Mandatory Cost Allocation Plan: Private landowners should be protected from paying costs attributable to federal agencies or contractors, and in many cases large corporations potentially responsible for some and/or most contamination. -
Restrict “Perfected Liens” and ban the use of “Estimated Costs”
This ensures the EPA cannot impose inflated or premature financial burdens on private property owners. -
End Practice of Long-Term, Unresolved , inaccurate and speculative Liens
If the EPA initiates a cleanup and federal agencies share responsibility, all liens on private property must be immediately lifted. This prevents private owners from being indefinitely penalized for contamination primarily caused by the federal government. -
Full Transparency and Accountability for Federal PRP Contributions
**Disclose Federal Involvement in Contamination: The EPA must fully disclose any federal agency or contractor contributions to contamination and cost-sharing. Public accountability is essential to prevent the EPA from burdening private owners while avoiding federal liability.
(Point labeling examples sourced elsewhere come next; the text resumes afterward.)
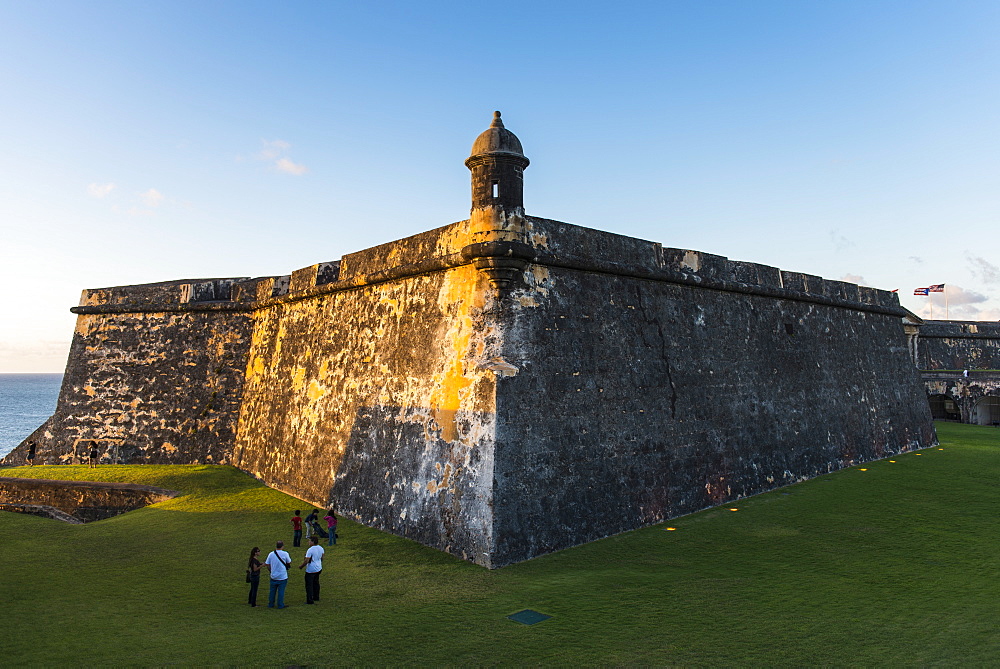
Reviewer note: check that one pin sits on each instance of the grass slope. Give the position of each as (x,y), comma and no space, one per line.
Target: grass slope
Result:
(894,565)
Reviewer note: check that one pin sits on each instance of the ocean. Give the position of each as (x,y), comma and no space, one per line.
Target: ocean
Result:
(26,400)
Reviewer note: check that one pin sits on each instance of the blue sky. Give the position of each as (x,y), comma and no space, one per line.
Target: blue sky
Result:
(147,141)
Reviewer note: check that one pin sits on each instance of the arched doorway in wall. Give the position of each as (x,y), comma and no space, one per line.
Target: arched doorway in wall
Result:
(987,411)
(944,408)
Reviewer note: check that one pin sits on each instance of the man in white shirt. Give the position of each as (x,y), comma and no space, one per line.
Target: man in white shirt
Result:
(314,565)
(278,562)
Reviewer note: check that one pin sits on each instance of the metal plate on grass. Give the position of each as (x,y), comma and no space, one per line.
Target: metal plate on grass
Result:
(528,617)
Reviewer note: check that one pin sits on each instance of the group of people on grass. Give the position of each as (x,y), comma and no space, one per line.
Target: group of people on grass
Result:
(278,561)
(33,449)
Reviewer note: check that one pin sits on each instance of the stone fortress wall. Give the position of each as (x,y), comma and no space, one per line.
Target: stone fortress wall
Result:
(501,387)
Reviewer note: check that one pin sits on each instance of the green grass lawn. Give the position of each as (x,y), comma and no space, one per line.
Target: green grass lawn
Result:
(895,565)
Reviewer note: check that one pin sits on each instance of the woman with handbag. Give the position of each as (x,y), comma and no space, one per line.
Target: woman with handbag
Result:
(253,575)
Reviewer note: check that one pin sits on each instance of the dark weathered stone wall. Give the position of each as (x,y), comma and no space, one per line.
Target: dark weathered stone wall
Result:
(614,384)
(83,500)
(149,386)
(640,400)
(374,398)
(958,345)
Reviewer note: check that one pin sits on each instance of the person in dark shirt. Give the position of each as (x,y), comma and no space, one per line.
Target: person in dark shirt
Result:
(311,522)
(253,574)
(296,529)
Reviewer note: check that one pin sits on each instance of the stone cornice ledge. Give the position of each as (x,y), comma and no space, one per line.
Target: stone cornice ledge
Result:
(488,256)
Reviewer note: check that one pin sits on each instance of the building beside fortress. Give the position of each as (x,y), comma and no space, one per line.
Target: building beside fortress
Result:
(959,362)
(501,387)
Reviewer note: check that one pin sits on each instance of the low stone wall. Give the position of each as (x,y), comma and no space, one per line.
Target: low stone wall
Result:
(84,500)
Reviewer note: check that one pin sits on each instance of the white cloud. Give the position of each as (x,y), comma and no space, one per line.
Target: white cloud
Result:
(100,190)
(286,165)
(151,198)
(957,296)
(989,315)
(839,241)
(273,149)
(276,151)
(983,269)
Allowing the EPA to impose liens on private property when the federal government is a contributing polluter (PRP) distorts CERCLA’s intent and constitutes overreach. This policy would prevent the EPA from using its enforcement authority to shift the government’s liability onto private citizens. The EPA’s practice of imposing liens in cases of federal responsibility effectively takes property value from private owners without compensation, undermining Constitutional protections against government overreach.
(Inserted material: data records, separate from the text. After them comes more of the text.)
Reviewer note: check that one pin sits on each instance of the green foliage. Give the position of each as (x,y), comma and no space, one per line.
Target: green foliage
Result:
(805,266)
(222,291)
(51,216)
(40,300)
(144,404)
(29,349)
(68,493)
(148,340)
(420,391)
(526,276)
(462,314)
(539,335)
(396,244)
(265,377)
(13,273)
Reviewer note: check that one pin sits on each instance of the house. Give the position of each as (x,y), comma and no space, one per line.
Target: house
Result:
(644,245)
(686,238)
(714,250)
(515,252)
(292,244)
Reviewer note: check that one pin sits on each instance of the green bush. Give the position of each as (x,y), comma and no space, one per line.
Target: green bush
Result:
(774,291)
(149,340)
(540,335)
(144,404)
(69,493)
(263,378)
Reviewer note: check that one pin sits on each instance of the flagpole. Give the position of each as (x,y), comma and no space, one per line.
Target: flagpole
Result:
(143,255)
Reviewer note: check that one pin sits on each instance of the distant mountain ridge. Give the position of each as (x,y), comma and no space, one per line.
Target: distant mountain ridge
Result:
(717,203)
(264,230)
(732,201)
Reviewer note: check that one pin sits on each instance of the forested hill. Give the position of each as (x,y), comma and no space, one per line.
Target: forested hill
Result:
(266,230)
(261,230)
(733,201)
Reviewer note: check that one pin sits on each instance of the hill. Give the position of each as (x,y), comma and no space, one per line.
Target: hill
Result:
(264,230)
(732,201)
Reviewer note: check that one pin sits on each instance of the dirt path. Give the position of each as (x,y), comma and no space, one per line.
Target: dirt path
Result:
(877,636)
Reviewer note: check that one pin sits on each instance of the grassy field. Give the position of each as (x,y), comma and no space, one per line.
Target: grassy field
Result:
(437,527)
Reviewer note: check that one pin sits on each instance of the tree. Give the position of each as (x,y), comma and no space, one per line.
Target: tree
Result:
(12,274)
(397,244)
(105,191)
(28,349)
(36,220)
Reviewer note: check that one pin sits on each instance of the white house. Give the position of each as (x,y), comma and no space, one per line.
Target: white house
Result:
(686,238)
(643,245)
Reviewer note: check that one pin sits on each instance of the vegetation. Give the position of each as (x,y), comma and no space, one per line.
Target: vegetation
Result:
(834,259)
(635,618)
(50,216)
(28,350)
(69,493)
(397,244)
This policy proposes a straightforward reform: where federal agencies are PRPs, the EPA should be legally barred from imposing liens on private property. By stopping the EPA from using its powers to avoid federal accountability, this reform aligns CERCLA with principles of fairness, due process, and property rights, restoring balance and ensuring that all PRPs, including the government, pay their fair share and that the property owner is not financially subject and burdened by the US governments own malfeasance.